CAIRO, Sept. 22 (Xinhua) -- As the U.S. Federal Reserve raised its benchmark rates by 0.75 percentage points on Wednesday, the third such rate hike in a row and the fifth increase in a year, Middle Eastern countries look set to suffer more from their already dramatic depreciation in the local currency and high inflation.
On Thursday, the Turkish lira was trading at a record low of 18.42 to the U.S. dollar, having plunged more than 50 percent from a year ago and more than 35 percent since the beginning of this year.
Meanwhile, the Egyptian pound, believed as a relatively strong currency, has dived over 20 percent against the dollar over the past six months, now hovering around 19.50.
The Lebanese currency on Monday sank to a new historic low of 39,000 Lebanese pounds to one dollar on the parallel market, as opposed to the official pegged rate of 1,507 pounds.

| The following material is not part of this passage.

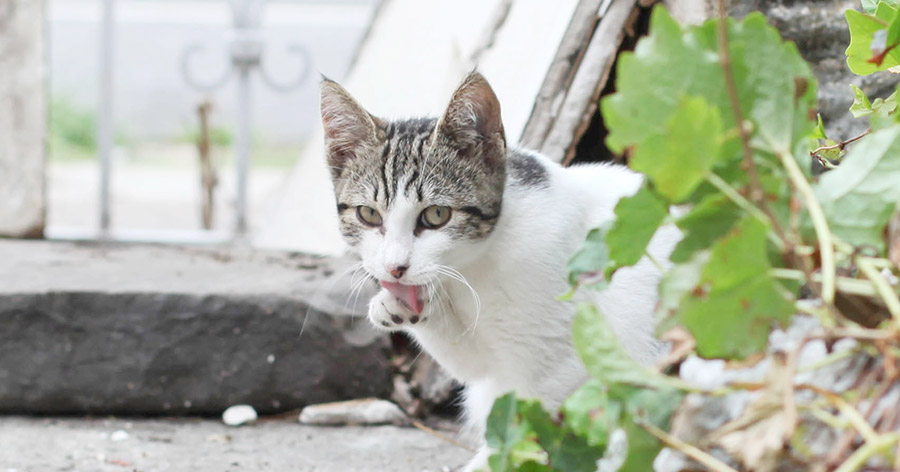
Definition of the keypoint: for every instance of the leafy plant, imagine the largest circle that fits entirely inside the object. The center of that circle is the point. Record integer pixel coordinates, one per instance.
(728, 131)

Lebanon has been struggling in an acute economic crisis and political deadlock since October 2019.
Also on Monday, the Syrian central bank adjusted the official exchange rate of the Syrian pound to the dollar from 2,814 to 3,015, while the quotation on the parallel market had already reached 4,400.
Along with the currency tumble across Middle Eastern countries goes their soaring inflation.
The annual consumer price index (CPI) of Türkiye, a founding member of the intergovernmental Organisation for Economic Cooperation and Development (OECD), hit 80.21 percent in August, the highest level since 1998, according to the country's statistics bureau, while in Tunisia, inflation rose for 11 consecutive months to 8.6 percent in August, hitting a three-decade high.
The year-on-year inflation in Israel, also an OECD member, rose to 5.2 percent in July, the highest since October 2008.
The raging inflation and currency depreciation have left many ordinary people across the Middle East in financial straits as almost everything, even including the stationery for children in a few countries, has become more expensive.
"The price of everything has doubled, so we only buy necessities," a Turkish mother of two told Xinhua, as the new school year began.
"The dollar's role as the primary currency used in global trade and finance means its fluctuations have widespread impacts," said an article titled Dollar's Rise Spells Trouble for Global Economies published in the Wall Street Journal.
"The U.S. dollar is experiencing a once-in-a-generation rally, a surge that threatens to exacerbate a slowdown in growth and amplify inflation headaches for global central banks," it added.
"If you get more dollar appreciation, it will be the straw that breaks the camel's back" for "frontier markets on the tipping point toward crisis," said Gabriel Sterne, head of emerging-markets research at Oxford Economics.